Have you ever noticed that some music has a strong visceral appeal, or it's very energizing, or it just get's your body moving? Have you ever wondered why?
The other day I was listening to Lady Gaga's "Bad Romance" on the radio and I realized why it felt so appealing and why I couldn't keep my body from moving to it in spite of it being what I would call, well, not "bad", but certainly not that great. I knew that the "not great" judgement was based more on cultural programming and personal experience, and that they were determining its value on the relative merits of its musical quality. In other words, that's what my "mind" was telling me about the music, but my body was telling me something completely different. My body was rockin' and jiving to the beat, and that's when it hit me, it was the beat that made it so appealing. And then I started to figure out why.
It all came down to the beat, the percussion.
What is the first percussion beat a human hears? The heartbeat of its mother. Then comes its own heartbeat. These sounds, these percussive beats felt by the body, are so engrained down to the cellular level in us that it is literally the beat of life. As long as we feel it we know that we are alive.

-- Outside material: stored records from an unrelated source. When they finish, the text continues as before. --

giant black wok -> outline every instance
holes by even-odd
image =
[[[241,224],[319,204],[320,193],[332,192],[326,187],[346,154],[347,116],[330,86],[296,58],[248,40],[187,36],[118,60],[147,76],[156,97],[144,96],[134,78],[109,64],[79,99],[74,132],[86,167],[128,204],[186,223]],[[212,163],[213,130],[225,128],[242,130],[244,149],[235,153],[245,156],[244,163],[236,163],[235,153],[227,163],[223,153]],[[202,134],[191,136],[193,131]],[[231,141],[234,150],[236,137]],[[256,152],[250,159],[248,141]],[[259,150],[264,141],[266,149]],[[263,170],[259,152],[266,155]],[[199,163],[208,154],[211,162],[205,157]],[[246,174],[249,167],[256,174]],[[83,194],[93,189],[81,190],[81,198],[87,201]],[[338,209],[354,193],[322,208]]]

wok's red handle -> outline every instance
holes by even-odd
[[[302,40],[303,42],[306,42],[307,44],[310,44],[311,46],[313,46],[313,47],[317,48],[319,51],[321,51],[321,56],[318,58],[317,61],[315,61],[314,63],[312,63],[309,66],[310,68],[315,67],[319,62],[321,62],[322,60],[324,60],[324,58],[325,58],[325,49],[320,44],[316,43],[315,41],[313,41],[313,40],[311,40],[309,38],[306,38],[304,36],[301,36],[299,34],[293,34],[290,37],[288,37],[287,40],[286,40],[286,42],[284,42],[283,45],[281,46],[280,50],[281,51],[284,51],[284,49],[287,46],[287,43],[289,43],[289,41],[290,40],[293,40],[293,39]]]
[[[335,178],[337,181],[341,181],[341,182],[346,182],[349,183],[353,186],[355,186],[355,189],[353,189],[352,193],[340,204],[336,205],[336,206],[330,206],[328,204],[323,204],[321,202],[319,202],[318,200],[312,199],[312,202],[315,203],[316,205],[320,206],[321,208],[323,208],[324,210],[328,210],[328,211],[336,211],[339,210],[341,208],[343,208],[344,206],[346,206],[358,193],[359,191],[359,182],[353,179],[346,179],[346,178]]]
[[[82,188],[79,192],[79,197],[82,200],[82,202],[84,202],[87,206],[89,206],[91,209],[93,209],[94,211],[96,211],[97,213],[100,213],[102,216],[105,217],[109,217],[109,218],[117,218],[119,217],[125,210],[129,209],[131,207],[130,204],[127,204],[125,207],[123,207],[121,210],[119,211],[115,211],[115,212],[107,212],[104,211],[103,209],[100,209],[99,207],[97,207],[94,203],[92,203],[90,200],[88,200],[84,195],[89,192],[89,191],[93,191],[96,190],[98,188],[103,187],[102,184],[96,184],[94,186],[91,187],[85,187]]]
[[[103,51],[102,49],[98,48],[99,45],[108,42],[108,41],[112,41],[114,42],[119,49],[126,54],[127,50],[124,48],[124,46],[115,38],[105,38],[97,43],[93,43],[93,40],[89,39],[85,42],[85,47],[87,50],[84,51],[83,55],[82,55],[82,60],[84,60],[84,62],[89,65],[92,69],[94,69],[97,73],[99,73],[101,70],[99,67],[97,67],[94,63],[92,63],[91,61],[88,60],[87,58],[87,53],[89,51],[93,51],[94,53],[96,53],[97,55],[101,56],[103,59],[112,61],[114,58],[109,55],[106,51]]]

And when we feel it from the outside we feel even more alive, a part of a larger beat, a life that is larger that we are. A life that has given life to us. And still does.
It is this driving rhythm that makes these songs so appealing. They remind us that we are alive, and give us energy and enthusiasm in being alive.
As it turned out Lady Gaga's "Bad Romance" was a perfect song to bring out this awareness because its base beat clearly mimics a heart beat. Check it out for yourself.